In the Land of Brothers Film irano-franco-hollandais de Raha Amirfazli et Alireza Ghasemi (2024), avec Hamideh Jafari, Bashir Nikzad, Mohammad Hosseini, Marjan Khaleghi, Hajeer Moradi… 1h35. Sortie le 2 avril 2025.
Le cinéma iranien est l’un des plus riches de la planète, avec cette particularité qu’il doit autant aux réalisateurs qui tournent dans leur pays, souvent en déjouant la censure, qu’aux membres épars de sa diaspora. Il n’en est pas de même du cinéma afghan réduit quasiment à néant sous les assauts des occupants successifs qui convoitent ses champs de pavot depuis plus d’un demi-siècle et ont abouti à la dictature des Talibans et à un retour au Moyen-Âge en matière de mœurs. Ni d’un côté ni de l’autre de cette frontière, on n’a en revanche évoqué la vie des immigrés et notamment le traitement funeste réservé aux réfugiés afghans par leurs “frères” iraniens. Tel est le propos du premier long métrage de Raha Amirfazli et Alireza Ghasemi qui se déroule pendant le premier quart du XXIe siècle et débute au moment de l’invasion américaine. Ce projet a d’ailleurs incité ses réalisateurs à quitter l’Iran pour ne pas avoir à soumettre leur scénario à la censure locale et devoir rendre des comptes au régime des Mollahs. Il traite de la résilience à travers l’unité d’une famille en exil qui va se serrer les coudes pour affronter les déracinements successifs provoqués par des enjeux géopolitiques dont ils sont les victimes collatérales. Avec en filigrane le sort de ces deux pays frontaliers pris en otage par des régimes autoritaires et obscurantistes, mais nullement alliés pour autant.
Marjan Khaleghi
Auréolé du prestigieux prix de la mise en scène au festival de Sundance, Au pays de nos frères suit trois générations d’une même famille qui lutte pour sa survie en passant d’un pays à l’autre sans réussir à se faire intégrer. Un statut inconfortable qui passe ici par une unité et ne solidarité à toute épreuve. Le discours du film déborde d’ailleurs largement des seuls rapports irano-afghans pour englober celui de tous ces migrants qui sillonnent la planète en quête de paix et de sérénité. En prenant eux-mêmes la décision de quitter l’Iran pour pouvoir traiter leur sujet en toute liberté, les réalisateurs ont en quelque sorte mis leurs pas dans ceux de leurs personnages et préservé l’unité de leur projet avec la précieuse complicité de leur chef opérateur expérimenté, Farshad Mohammadi, qui en a assuré la cohérence esthétique, notamment en s’attachant à magnifier la splendeur des paysages et des saisons.

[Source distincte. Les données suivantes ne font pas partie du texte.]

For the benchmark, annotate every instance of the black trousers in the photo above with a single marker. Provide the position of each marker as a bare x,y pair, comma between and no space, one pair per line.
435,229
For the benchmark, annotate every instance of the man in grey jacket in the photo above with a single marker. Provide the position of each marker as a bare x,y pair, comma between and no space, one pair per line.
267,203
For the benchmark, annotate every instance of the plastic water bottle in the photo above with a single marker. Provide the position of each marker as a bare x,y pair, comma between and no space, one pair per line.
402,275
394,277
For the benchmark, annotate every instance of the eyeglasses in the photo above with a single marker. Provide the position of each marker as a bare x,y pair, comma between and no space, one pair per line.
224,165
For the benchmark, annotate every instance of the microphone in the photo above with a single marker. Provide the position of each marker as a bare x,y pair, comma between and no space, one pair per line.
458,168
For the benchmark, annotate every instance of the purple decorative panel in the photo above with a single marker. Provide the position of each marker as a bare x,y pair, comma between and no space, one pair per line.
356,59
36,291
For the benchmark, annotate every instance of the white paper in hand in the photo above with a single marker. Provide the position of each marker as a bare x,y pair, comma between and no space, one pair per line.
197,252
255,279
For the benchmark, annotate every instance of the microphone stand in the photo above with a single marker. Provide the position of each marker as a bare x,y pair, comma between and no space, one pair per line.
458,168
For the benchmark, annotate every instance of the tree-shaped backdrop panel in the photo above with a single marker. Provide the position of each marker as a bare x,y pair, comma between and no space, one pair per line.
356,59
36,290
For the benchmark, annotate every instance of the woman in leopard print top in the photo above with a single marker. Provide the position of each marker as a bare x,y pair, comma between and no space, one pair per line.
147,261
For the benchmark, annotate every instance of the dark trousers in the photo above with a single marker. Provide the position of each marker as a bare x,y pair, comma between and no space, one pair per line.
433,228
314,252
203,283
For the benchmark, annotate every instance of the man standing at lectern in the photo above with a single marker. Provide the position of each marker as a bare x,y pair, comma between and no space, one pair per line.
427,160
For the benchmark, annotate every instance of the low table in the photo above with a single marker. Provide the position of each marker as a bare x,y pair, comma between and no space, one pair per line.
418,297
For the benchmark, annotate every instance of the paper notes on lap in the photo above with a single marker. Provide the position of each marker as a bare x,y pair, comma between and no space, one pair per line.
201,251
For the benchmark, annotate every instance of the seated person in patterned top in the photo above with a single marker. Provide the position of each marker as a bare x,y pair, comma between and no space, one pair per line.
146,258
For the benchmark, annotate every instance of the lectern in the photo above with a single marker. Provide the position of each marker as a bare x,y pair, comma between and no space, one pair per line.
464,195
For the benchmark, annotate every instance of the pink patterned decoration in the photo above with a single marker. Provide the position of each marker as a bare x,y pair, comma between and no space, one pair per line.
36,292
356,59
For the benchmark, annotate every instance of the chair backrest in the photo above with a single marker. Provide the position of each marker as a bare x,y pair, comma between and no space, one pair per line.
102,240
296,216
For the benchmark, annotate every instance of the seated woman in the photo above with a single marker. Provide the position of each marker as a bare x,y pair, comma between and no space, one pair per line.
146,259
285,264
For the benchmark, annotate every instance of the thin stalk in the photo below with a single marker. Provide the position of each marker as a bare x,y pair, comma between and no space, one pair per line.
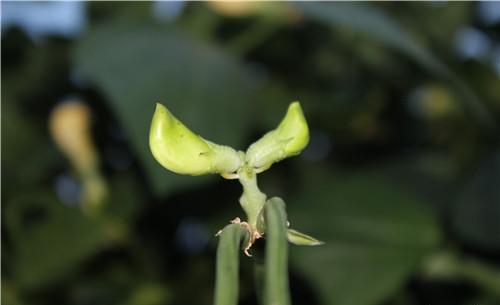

Les réalisateurs eux-mêmes apprécient quant à eux en connaisseurs l’usage du hors-champ que le spectre de la censure leur a appris à maîtrise avec une grande habileté. Avec au cœur de cette saga délicate et souvent poignante ce thème récurrent de l’altérité qui constitue le remède le plus efficace au déracinement et peut en fait se décliner sous toutes les latitudes, comme en témoignent régulièrement le cinéma qui y puise son inspiration de plus en plus régulièrement. Comme une fenêtre ouverte sur un monde en fusion qui contraint ses populations à une sorte de transhumance interminable marquée par un fort tropisme du Sud vers le Nord.